The present invention relates to a digital subscriber loop system, and more particularly to a sampling phase extracting circuit for use in a digital subscriber loop system.
A digital subscriber loop system for bidirectional communication according to the prior art is provided with an echo canceller for eliminating echo signals from the transmitter on the terminal and with an equalizer for equalizing intersymbol interference.

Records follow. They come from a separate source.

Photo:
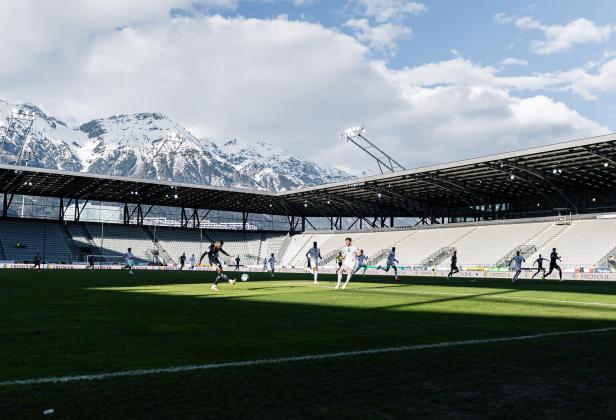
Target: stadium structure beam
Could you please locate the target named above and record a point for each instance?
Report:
(437, 183)
(204, 216)
(245, 215)
(593, 152)
(183, 218)
(78, 210)
(147, 212)
(393, 194)
(6, 204)
(195, 219)
(383, 160)
(357, 219)
(545, 178)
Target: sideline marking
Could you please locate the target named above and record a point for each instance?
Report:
(290, 359)
(435, 293)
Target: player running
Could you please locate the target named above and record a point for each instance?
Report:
(339, 260)
(361, 262)
(37, 262)
(212, 255)
(539, 261)
(182, 260)
(272, 264)
(350, 253)
(391, 263)
(314, 255)
(554, 258)
(454, 265)
(129, 259)
(517, 266)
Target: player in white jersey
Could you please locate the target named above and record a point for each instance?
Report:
(517, 265)
(349, 263)
(271, 261)
(314, 255)
(361, 262)
(391, 263)
(129, 258)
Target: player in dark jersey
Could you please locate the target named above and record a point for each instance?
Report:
(212, 255)
(454, 265)
(554, 258)
(339, 260)
(182, 261)
(37, 262)
(539, 261)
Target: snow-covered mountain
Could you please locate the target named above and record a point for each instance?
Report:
(140, 145)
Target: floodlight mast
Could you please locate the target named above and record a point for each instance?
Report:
(356, 136)
(173, 139)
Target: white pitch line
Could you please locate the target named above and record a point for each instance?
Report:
(291, 359)
(479, 296)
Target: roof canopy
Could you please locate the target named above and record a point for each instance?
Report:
(558, 175)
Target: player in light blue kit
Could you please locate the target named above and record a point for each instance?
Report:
(314, 255)
(517, 266)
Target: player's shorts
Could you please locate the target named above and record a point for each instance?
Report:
(215, 262)
(349, 267)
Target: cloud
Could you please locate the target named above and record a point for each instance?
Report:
(388, 10)
(558, 38)
(381, 38)
(292, 83)
(512, 61)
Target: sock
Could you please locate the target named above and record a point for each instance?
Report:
(348, 278)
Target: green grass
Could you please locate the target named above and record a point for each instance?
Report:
(57, 323)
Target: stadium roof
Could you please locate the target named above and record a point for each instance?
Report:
(557, 175)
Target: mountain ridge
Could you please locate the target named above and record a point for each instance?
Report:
(150, 145)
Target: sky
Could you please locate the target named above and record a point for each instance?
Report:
(432, 81)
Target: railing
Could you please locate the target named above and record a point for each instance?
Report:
(603, 262)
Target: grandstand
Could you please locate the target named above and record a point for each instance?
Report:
(486, 208)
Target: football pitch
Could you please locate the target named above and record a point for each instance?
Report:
(159, 344)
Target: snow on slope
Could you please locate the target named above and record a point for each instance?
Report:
(136, 145)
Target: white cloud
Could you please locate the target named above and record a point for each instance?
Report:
(292, 83)
(559, 38)
(512, 61)
(388, 10)
(381, 38)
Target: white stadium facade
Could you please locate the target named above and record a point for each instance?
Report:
(557, 196)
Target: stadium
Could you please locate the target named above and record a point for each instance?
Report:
(82, 337)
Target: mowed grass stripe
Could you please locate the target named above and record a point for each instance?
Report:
(295, 359)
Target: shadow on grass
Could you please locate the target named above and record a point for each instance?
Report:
(64, 325)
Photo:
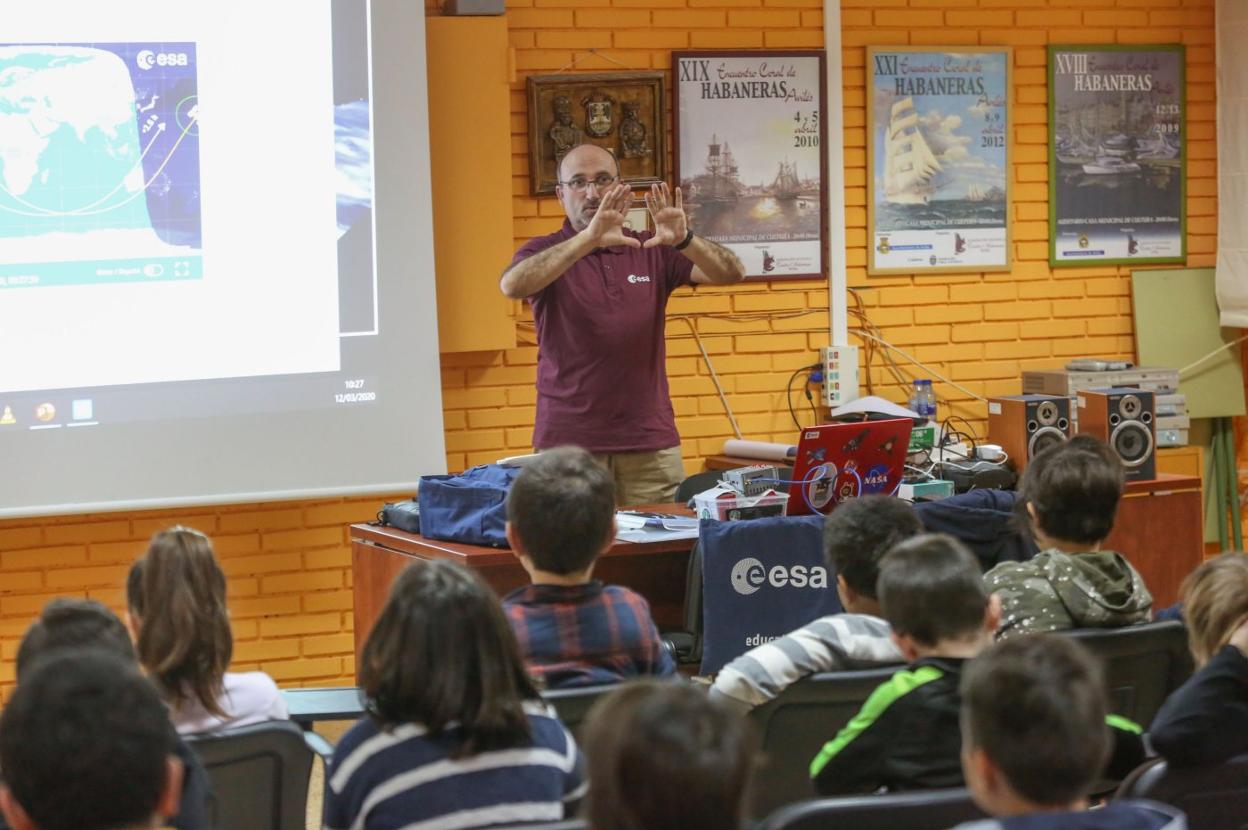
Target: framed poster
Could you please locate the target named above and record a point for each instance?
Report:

A conventional sampling phase extracting circuit includes a multiplier for generating a correlation signal between a residual intersymbol interference (which is the difference signal between the input signal and the output signal of the decision circuit) and the result of decision (which is the output signal of the decision circuit). The correlation signal is turned into an integrated signal resulting from N cumulative additions by an integrator. The integrated signal is sampled by a sampler at every NT to produce a sampled signal which is inputted to a phase control circuit. The phase control circuit digitally controls the phase of a baud rate clock (80 kHz), which is the operational clock for the system, for each period (about 65 nsec) of an external oscillator (15.36 MHz), which is the master clock of the system. However, the conventional phase extracting citcuit has a problem in that since it digitally controls the phase in the clock width (65 nsec) units of the master clock (15.36 MHz) in sampling phase synchronization, it invites prolongation of the phase synchronization time. This prolongation of the phase synchronization time is due to the mutual interference witnessed between the converging characteristic of the decision feedback equalizer and the synchronizing characteristic of the phase control circuit. Thus, unless the decision feedback equalizer converges, the phase control circuit will not operate normally, and the decision feedback equalizer, in order to converge, should operate within a certain limited range of phase.